Montag, Oktober 10, 2005
Straßburg
Mit den Auswüchsen der kanadischen kommerziellen Robbenjagd befaßt sich jetzt auch der Europarat. Mit ihrer Brutalität bringt die Jagd jedes Jahr die Weltöffentlichkeit auf. Von 2003 bis 2005 wurden rund eine Million Sattelrobben getötet.
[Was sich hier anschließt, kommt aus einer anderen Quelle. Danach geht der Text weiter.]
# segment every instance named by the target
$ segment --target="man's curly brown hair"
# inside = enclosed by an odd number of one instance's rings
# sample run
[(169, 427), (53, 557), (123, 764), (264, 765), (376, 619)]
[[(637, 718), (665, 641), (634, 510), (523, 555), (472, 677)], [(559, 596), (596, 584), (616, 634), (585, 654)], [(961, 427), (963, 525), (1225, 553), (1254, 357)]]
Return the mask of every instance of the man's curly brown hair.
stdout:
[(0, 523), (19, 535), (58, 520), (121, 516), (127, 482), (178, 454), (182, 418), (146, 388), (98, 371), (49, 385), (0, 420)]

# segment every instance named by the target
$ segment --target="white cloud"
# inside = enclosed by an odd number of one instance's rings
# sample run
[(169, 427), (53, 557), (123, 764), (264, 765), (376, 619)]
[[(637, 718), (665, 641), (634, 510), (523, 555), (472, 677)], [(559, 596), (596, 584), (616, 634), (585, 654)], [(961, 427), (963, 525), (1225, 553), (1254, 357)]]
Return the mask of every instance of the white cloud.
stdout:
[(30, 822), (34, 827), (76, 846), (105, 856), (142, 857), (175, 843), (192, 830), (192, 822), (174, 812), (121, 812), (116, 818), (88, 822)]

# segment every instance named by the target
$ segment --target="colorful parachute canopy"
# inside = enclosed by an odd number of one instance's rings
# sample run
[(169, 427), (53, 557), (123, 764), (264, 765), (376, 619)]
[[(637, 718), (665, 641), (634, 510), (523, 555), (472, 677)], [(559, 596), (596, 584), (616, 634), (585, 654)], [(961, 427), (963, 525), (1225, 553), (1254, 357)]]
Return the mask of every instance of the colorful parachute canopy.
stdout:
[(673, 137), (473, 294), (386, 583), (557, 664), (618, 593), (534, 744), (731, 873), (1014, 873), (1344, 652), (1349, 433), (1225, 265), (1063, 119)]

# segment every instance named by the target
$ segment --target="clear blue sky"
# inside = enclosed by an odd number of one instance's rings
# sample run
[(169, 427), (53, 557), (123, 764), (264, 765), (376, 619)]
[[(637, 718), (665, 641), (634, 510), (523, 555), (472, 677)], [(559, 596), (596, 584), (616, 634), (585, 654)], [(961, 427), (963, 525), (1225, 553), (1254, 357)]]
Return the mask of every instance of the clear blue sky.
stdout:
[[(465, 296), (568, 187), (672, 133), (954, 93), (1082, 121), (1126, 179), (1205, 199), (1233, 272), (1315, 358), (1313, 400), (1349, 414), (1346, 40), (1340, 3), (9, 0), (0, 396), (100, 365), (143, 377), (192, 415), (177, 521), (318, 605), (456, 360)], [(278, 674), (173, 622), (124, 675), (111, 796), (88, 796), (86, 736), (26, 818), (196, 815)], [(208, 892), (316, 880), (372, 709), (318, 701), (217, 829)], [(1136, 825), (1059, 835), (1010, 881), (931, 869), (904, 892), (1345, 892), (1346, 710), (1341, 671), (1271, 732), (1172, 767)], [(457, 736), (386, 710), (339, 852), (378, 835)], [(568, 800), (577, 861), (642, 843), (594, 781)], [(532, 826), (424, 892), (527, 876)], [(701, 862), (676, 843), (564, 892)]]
Ein Diskussionsentwurf, den der italienische Abgeordnete Lino Nessa dem Umwelt- und Landwirtschaftsausschuß vorlegte, hebt vor allem den Aspekt der Grausamkeit hervor, die ungewöhnlich hohe Zahl der Opfer und ihr geringes Alter von zwei bis vier Wochen zum Zeitpunkt der Jagd (bei einer Lebenserwartung von 30 bis 35 Jahren).

Der Entwurf, der im wesentlichen auf vom IFAW (Internationaler Tierschutz-Fonds) zur Verfügung gestellten Material basiert, empfiehlt dem Europarat, Kanada dazu aufzufordern, die grausame Jagd unverzüglich einzustellen. Der Ausschuß ließ seine Zustimmung zu dem Entwurf deutlich werden. Eine endgültige Abstimmung findet aber erst im nächsten Jahr statt.
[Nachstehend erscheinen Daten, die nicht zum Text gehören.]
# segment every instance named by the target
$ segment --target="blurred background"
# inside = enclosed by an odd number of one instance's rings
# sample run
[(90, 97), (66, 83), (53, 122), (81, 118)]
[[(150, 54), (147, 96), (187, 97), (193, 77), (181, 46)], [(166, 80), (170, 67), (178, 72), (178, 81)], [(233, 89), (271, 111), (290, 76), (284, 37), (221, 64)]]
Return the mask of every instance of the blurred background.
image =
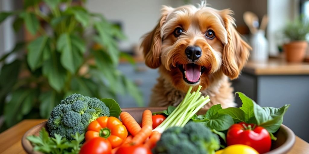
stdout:
[[(146, 106), (157, 70), (144, 64), (140, 38), (162, 5), (197, 0), (0, 0), (0, 130), (23, 119), (48, 118), (78, 93)], [(307, 142), (309, 1), (208, 0), (234, 11), (252, 46), (250, 61), (232, 81), (262, 106), (290, 104), (283, 124)], [(239, 105), (240, 100), (235, 99)]]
„Der IFAW hat die deutsche Bundesregierung bereits aufgefordert, den Geist des Entwurfs umzusetzen und ein nationales Einfuhrverbot für Robbenprodukte zu beschließen,“ erklärt der Meeresbiologe Dr. Ralf Sonntag, Leiter von IFAW Deutschland.

Bei der Debatte in Straßburg waren auch Vertreter Kanadas anwesend, das beim Europarat Beobachter-Status hat. Sie verteidigten die Robbenjagd mit dem Argument, dass die Kabeljaubestände geschützt werden müßten und die Wirtschaft an der Ostküste Unterstützung brauche.